The next day we all took turns visiting various parts of the canyon while the others watched Seymour dog. On the shuttle bus, the driver commented that some people ask, "What's the best view of the canyon?" He went on further to say that "best" in that respect is regarded as a four letter word to those who know and love the canyon. There is no "best" view. Each is spectacular and breathtaking. And that's the truth. I could spend all day looking at that canyon. After everyone was done looking, Julie, Aidan, Lila and Hannah had to go home to get the kids back to school. While it was a sad parting, it was not so bad, because we know we will see them again on the tail end of the trip.
The next day we spent simply sitting with the canyon. On the way to the Watchtower, we were told of a more secluded trail and view point not very far out of our way. We decided to take it and were not sorry. To our left and ahead of us was the canyon, great and glorious. To the right was an endless expanse of desert marked by hills and mesas. There we sat for much of the day, trying to even out our now starkly contrasting tan lines and absorbing as much as we could of this natural wonder. After we had enough of the sun, we went back to the shade of our van until sunset when we headed back to the Watchtower. We were in for one of the most beautiful sunsets I have ever seen. As the sun set beyond the canyon a tower of purple shot up above the orange and greens which lined the rim. To the left of the tower of purple was a greenish blue which extended into the northern sky. Along it ran high altitude clouds which, taking the purple color, created a layered effect which was both awe inspiring as well as calming. That night we started reading the Hobbit in our tent and fell asleep to the thoughts of dwarves and wizards and seed cakes.

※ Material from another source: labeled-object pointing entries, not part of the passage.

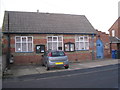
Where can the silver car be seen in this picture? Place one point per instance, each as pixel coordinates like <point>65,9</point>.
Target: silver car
<point>55,59</point>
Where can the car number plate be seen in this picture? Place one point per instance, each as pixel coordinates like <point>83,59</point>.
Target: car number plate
<point>59,63</point>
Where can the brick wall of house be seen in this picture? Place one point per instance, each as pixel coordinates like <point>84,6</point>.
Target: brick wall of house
<point>33,57</point>
<point>105,39</point>
<point>113,46</point>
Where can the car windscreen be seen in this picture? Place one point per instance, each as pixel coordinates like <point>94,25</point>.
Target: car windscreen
<point>58,53</point>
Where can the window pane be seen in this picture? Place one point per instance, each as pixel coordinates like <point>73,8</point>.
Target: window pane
<point>59,38</point>
<point>86,38</point>
<point>54,45</point>
<point>50,46</point>
<point>29,47</point>
<point>77,46</point>
<point>66,47</point>
<point>18,39</point>
<point>60,46</point>
<point>71,47</point>
<point>54,38</point>
<point>81,46</point>
<point>24,47</point>
<point>18,47</point>
<point>49,38</point>
<point>86,45</point>
<point>29,39</point>
<point>24,39</point>
<point>77,38</point>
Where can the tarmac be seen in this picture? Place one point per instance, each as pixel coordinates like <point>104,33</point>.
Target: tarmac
<point>20,70</point>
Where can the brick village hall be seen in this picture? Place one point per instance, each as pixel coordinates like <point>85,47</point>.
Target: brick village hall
<point>27,35</point>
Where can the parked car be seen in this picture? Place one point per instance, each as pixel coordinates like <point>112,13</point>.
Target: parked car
<point>55,59</point>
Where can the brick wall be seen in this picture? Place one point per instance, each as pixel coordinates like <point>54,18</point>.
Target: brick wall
<point>105,39</point>
<point>115,27</point>
<point>34,58</point>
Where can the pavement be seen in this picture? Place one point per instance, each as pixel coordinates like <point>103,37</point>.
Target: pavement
<point>20,70</point>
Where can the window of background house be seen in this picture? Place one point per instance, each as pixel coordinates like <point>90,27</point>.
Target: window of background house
<point>69,47</point>
<point>55,43</point>
<point>82,43</point>
<point>113,33</point>
<point>23,43</point>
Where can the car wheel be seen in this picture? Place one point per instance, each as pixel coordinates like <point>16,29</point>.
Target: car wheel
<point>66,67</point>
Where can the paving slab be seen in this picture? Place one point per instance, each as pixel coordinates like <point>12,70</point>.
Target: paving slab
<point>15,71</point>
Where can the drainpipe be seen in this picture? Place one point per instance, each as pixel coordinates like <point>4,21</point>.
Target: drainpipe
<point>93,56</point>
<point>8,53</point>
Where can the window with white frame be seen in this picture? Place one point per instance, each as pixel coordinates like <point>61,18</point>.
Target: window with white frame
<point>113,33</point>
<point>82,43</point>
<point>55,43</point>
<point>23,43</point>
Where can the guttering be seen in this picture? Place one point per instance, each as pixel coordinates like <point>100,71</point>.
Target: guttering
<point>47,33</point>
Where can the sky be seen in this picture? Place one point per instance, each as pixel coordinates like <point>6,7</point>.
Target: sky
<point>101,13</point>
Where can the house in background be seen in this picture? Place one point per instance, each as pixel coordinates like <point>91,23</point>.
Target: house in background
<point>27,35</point>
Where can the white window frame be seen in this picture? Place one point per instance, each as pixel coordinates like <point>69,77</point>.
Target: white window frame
<point>78,41</point>
<point>21,43</point>
<point>55,41</point>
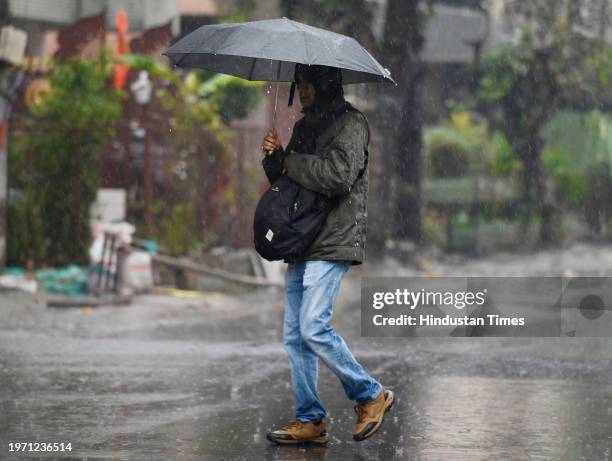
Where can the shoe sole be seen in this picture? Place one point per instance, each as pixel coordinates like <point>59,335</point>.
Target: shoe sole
<point>388,404</point>
<point>322,440</point>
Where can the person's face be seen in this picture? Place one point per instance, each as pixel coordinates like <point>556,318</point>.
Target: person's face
<point>307,93</point>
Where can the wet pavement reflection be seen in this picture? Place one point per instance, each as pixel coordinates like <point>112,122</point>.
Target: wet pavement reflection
<point>205,378</point>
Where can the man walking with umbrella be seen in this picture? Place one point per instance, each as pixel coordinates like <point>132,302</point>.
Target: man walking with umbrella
<point>337,135</point>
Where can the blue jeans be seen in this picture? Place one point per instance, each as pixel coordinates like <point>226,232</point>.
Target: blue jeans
<point>311,288</point>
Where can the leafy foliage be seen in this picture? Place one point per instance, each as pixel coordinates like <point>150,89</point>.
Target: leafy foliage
<point>464,146</point>
<point>578,148</point>
<point>53,165</point>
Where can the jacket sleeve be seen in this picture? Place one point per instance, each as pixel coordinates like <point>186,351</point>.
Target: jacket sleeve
<point>336,172</point>
<point>273,163</point>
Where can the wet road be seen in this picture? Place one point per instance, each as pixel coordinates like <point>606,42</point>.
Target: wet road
<point>204,378</point>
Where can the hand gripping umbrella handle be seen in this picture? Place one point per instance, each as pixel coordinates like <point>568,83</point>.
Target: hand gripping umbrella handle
<point>274,113</point>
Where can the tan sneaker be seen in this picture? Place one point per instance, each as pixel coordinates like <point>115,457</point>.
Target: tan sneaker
<point>300,432</point>
<point>370,415</point>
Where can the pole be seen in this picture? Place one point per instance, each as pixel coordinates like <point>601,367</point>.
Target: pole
<point>148,179</point>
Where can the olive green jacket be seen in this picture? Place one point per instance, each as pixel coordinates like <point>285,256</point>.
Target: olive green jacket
<point>333,171</point>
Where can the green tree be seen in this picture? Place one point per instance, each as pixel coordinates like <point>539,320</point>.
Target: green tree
<point>53,164</point>
<point>554,66</point>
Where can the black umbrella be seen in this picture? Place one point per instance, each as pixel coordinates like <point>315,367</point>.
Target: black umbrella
<point>268,50</point>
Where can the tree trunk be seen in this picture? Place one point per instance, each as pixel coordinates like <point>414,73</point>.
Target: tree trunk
<point>401,46</point>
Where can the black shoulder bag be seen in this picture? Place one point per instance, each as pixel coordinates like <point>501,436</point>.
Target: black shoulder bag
<point>288,217</point>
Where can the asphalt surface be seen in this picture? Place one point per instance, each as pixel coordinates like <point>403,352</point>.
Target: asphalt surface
<point>204,378</point>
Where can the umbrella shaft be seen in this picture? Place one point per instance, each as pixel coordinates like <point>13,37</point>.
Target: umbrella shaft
<point>275,104</point>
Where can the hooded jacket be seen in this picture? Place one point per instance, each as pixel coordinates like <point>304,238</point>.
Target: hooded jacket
<point>336,137</point>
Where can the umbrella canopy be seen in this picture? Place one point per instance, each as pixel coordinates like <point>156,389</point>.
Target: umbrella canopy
<point>268,50</point>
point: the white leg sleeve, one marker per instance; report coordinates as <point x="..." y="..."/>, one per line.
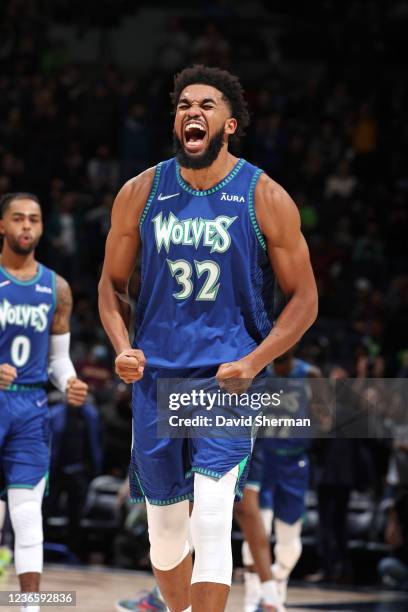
<point x="211" y="524"/>
<point x="267" y="518"/>
<point x="288" y="548"/>
<point x="26" y="518"/>
<point x="168" y="534"/>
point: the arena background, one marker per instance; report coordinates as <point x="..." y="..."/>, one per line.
<point x="84" y="105"/>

The next morning we made sure to get up early to watch the sunrise which, not as spectacular as the sunset the night before, was nonetheless very beautiful. As the sun crept over the horizon of the desert, it lit up various parts of the canyon and gave a view to what we had been looking at that was clear and subdued. After we had our fill, we took down the campsite and hit the road. We are now in the town of Page, which boarders the magnificent Lake Powell. I have been sitting writing now for a good two hours on my second refill of coffee in a local coffeehouse. Hopefully I'll be more regular in my posts in the future. Until then, I'll be thinking of you all!